Rather than awarding the men’s and women’s Ballon D’Ors, and the Kopa and Yachine Trophies for 2020, France Football will ask 180 global jurors to select an all-time Dream Team of 11. The announcement will be made at the end of this year, however, it looks like it will only cover male players rather than a Dream Team of each sex.
Right after the announcement social media quickly became the battleground with claims that various players had been short-changed by the France Football decision. Lionel Messi (6-time winner), Cristiano Ronaldo (5-time winner), and Bayern Munich’s Robert Lewandowski were the names most widely mentioned.
Stats of goals and assists by each player was a common tool used to convince the neutral – if there is such a thing – that their player was deserving of the 2020 Ballon D’Or and how he had become an innocent victim of a bad, and perhaps biased decision.
However, scratch the surface and you will find that many posters undermined their own cases by not understanding the criteria for the Ballon D’Or Award. Each of the 180-person jury is required to use the following criteria:
- Individual and collective performances (winners) during the year.
- Player class (talent and fair play).
- Player’s career.
But more important is that the criteria applies to the calendar year. So, the 2019 Ballon D’Or awards were based on period from January 2019 to around November 2019 and the announcement of the winners was made on December 2. Even though the fans though Virgil van Dijk deserved to win, Lionel Messi got his sixth award.
That means using stats for 2019/20 to stake a claim for what would have been the 2020 award is irrelevant – it’s stats for the calendar year that come into play.
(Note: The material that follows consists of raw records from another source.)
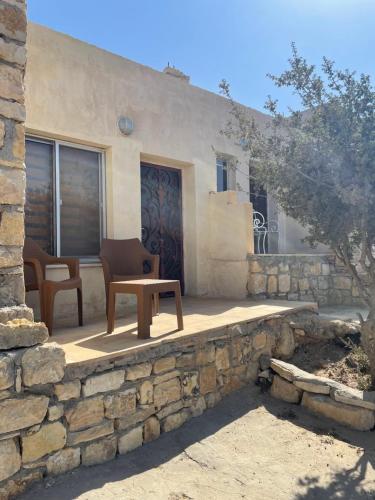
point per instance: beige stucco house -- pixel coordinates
(158, 178)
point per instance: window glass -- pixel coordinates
(39, 207)
(80, 202)
(222, 175)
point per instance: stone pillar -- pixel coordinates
(12, 158)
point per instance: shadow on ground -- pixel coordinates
(344, 483)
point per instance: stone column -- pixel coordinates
(12, 158)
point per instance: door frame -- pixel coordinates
(179, 172)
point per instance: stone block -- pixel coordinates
(207, 379)
(23, 412)
(354, 397)
(120, 404)
(186, 361)
(284, 283)
(164, 365)
(10, 459)
(111, 381)
(190, 384)
(136, 372)
(104, 429)
(175, 421)
(6, 372)
(55, 412)
(43, 364)
(11, 81)
(100, 452)
(12, 185)
(68, 390)
(21, 333)
(131, 420)
(272, 284)
(351, 416)
(13, 111)
(206, 356)
(342, 283)
(131, 440)
(63, 461)
(151, 429)
(13, 22)
(222, 360)
(285, 345)
(257, 284)
(167, 392)
(146, 393)
(49, 438)
(12, 52)
(85, 413)
(286, 391)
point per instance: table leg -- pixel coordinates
(111, 310)
(144, 313)
(180, 319)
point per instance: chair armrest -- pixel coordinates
(37, 268)
(71, 262)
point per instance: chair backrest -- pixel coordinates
(124, 257)
(32, 250)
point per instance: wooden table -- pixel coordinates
(144, 290)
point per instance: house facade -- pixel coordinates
(116, 149)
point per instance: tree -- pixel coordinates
(319, 164)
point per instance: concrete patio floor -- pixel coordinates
(201, 317)
(249, 447)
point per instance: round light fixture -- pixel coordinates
(126, 125)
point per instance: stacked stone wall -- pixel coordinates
(318, 278)
(54, 418)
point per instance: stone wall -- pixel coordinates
(318, 278)
(54, 418)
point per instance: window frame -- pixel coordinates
(55, 143)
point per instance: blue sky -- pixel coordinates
(239, 40)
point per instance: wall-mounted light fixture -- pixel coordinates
(126, 125)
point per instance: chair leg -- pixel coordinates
(48, 305)
(180, 319)
(80, 307)
(111, 311)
That’s not to say that season-based stats are not relevant – in a normal world. The FIFA “Best” Awards are based on a specific season – normally July to July. In that case, the 2019/20 stats would be up for consideration. Unfortunately, FIFA announced in mid-May that it had cancelled its “Best” Awards for 2019/20. The ceremony was scheduled for Milan in September.
The fans may not agree with the decisions by FIFA and France Football but we have to acknowledge that these are not normal times and the truncated soccer schedule makes this season very different from others.
History of the Ballon D’Or
Former player and journalist, Gabriel Hanot, was the man behind the idea of honoring soccer’s best. Hanot also played a big part in the advent of European club competition and the birth of the European Cup in 1955/56.
The Ballon d’Or was instituted in 1956 to recognize Europe’s best player and the first winner was Stanley Matthews of Blackpool. In 1995, the net was cast wider to include any player representing a European club and in 2007 the eligibility was expanded worldwide. Between 2010 and 2015 the FIFA and Ballon d’Or merged into one award but the two went their separate ways for 2016 and on.